Module unicode

An implementation of the Erlang/OTP unicode interface.

Description

This module implements a strict subset of the Erlang/OTP unicode interface.

Data Types

chardata()


chardata() = charlist() | unicode_binary()

charlist()


charlist() = maybe_improper_list(char() | unicode_binary() | charlist(), unicode_binary() | [])

encoding()


encoding() = utf8 | latin1

latin1_chardata()


latin1_chardata() = iodata()

unicode_binary()


unicode_binary() = binary()

Function Index

characters_to_binary/1Convert character data to an UTF8 binary.
characters_to_binary/2Convert character data in a given encoding to an UTF8 binary.
characters_to_binary/3Convert character data in a given encoding to a binary in a given encoding.
characters_to_list/1Convert UTF-8 data to a list of Unicode characters.
characters_to_list/2Convert UTF-8 or Latin1 data to a list of Unicode characters.

Function Details

characters_to_binary/1


characters_to_binary(Data::chardata() | latin1_chardata()) -> unicode_binary() | {error, list(), chardata() | latin1_chardata() | list()} | {incomplete, unicode_binary(), chardata() | latin1_chardata()}

Data: data to convert to UTF8

returns: an utf8 binary or a tuple if conversion failed.
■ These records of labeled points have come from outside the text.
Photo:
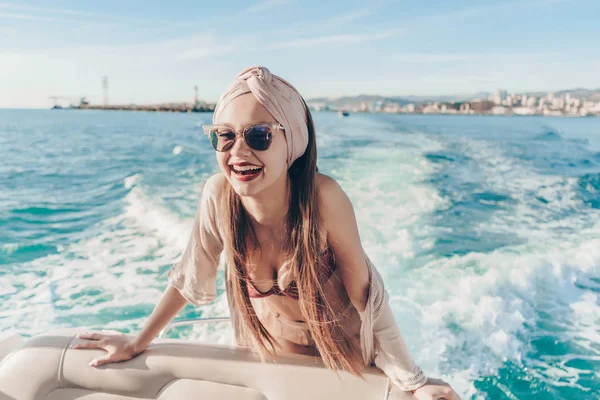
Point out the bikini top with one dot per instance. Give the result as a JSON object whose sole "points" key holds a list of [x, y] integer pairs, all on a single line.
{"points": [[291, 290]]}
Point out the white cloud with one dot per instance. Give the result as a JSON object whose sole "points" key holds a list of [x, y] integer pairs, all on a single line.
{"points": [[32, 17], [267, 5], [335, 39], [12, 6]]}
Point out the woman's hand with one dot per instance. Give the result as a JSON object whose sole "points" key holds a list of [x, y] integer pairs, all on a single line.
{"points": [[435, 389], [119, 347]]}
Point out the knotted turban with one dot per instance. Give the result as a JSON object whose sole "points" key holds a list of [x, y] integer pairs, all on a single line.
{"points": [[280, 99]]}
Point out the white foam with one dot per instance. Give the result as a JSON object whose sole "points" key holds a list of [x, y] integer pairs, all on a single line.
{"points": [[130, 181]]}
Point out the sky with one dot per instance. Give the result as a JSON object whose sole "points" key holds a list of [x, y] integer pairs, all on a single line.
{"points": [[152, 52]]}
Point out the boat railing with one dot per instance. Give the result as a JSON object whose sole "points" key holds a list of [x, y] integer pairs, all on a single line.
{"points": [[192, 321]]}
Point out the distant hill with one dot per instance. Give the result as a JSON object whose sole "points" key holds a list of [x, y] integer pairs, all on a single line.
{"points": [[356, 101]]}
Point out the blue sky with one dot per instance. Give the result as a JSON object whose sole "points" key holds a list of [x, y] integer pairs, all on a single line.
{"points": [[154, 52]]}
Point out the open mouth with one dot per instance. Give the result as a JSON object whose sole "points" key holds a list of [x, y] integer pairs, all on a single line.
{"points": [[245, 170]]}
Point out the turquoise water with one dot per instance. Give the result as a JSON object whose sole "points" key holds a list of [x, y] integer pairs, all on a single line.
{"points": [[486, 230]]}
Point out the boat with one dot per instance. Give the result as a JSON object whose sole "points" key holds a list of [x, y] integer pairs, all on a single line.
{"points": [[45, 367]]}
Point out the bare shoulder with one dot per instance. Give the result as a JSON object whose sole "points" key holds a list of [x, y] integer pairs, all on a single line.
{"points": [[334, 202], [329, 189]]}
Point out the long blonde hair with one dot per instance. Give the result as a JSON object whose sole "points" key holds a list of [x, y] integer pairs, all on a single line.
{"points": [[304, 239]]}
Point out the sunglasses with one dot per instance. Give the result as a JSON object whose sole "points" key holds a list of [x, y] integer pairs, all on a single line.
{"points": [[257, 136]]}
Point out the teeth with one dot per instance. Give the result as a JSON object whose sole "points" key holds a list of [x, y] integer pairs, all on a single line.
{"points": [[245, 167]]}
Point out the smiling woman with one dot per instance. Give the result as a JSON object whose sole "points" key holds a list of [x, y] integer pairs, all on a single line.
{"points": [[297, 277]]}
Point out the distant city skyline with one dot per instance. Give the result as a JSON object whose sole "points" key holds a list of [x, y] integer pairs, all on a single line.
{"points": [[152, 53]]}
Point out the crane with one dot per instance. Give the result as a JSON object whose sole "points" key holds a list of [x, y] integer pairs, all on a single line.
{"points": [[82, 101]]}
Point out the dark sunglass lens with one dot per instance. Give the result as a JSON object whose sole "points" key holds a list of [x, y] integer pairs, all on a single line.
{"points": [[222, 140], [259, 137]]}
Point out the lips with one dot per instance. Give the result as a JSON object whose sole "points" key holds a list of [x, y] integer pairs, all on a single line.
{"points": [[247, 174]]}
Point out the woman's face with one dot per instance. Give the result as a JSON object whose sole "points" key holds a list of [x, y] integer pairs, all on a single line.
{"points": [[242, 111]]}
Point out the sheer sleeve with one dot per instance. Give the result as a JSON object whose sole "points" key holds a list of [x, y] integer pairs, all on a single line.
{"points": [[382, 340], [196, 272]]}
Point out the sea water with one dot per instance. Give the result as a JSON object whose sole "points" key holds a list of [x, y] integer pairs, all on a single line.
{"points": [[485, 229]]}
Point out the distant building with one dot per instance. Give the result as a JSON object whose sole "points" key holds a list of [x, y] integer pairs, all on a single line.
{"points": [[479, 105]]}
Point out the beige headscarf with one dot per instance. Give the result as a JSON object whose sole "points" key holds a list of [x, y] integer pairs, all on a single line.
{"points": [[281, 100]]}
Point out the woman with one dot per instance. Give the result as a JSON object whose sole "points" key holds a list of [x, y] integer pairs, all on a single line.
{"points": [[297, 277]]}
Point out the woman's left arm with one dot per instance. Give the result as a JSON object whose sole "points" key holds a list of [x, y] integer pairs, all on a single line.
{"points": [[343, 237]]}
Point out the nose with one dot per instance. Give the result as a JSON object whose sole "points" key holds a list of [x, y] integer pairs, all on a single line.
{"points": [[240, 148]]}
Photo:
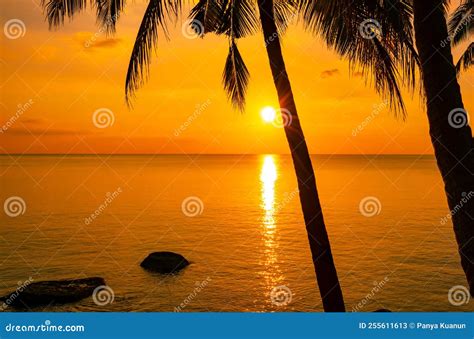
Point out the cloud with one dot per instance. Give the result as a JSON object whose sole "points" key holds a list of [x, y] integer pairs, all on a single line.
{"points": [[329, 73], [90, 40]]}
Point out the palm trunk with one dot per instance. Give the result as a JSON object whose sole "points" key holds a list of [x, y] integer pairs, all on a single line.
{"points": [[452, 145], [326, 274]]}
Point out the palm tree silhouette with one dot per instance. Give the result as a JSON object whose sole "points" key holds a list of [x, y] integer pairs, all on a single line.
{"points": [[460, 26], [236, 19], [389, 49], [450, 133]]}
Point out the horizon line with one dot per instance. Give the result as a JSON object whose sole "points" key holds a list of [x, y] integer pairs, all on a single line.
{"points": [[208, 154]]}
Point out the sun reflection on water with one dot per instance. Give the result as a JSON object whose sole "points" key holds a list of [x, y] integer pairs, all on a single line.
{"points": [[268, 176]]}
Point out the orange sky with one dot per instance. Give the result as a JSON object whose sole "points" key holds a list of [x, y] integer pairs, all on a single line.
{"points": [[65, 82]]}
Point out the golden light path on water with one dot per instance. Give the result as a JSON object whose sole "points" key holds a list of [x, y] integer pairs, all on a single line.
{"points": [[268, 176]]}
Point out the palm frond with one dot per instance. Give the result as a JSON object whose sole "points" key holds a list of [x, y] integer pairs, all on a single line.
{"points": [[108, 13], [239, 18], [385, 46], [206, 16], [235, 77], [285, 12], [147, 37], [461, 22], [466, 60], [57, 10]]}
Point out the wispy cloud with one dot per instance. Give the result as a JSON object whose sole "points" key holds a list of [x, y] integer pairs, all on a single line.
{"points": [[329, 73]]}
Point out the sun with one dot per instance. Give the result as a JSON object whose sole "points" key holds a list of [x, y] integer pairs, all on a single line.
{"points": [[268, 114]]}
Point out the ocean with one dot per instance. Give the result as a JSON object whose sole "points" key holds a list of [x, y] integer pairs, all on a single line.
{"points": [[237, 219]]}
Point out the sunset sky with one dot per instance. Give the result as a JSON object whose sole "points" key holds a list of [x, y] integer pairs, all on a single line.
{"points": [[65, 82]]}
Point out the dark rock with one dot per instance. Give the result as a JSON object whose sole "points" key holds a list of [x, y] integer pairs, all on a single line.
{"points": [[54, 292], [164, 262]]}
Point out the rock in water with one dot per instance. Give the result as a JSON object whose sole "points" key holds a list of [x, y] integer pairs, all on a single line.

Equivalent to characters_to_binary(Data, utf8, utf8).

Convert character data to an UTF8 binary

characters_to_binary/2


characters_to_binary(Data::chardata() | latin1_chardata(), InEncoding::encoding()) -> unicode_binary() | {error, list(), chardata() | latin1_chardata() | list()} | {incomplete, unicode_binary(), chardata() | latin1_chardata()}

Data: data to convert to UTF8
InEncoding: encoding of data

returns: an utf8 binary or a tuple if conversion failed.

Equivalent to characters_to_binary(Data, InEncoding, utf8).

Convert character data in a given encoding to an UTF8 binary

characters_to_binary/3


characters_to_binary(Data::chardata() | latin1_chardata(), InEncoding::encoding(), OutEncoding::encoding()) -> unicode_binary() | {error, list(), chardata() | latin1_chardata() | list()} | {incomplete, unicode_binary(), chardata() | latin1_chardata()}

Data: data to convert to UTF8
InEncoding: output encoding

returns: an encoded binary or a tuple if conversion failed.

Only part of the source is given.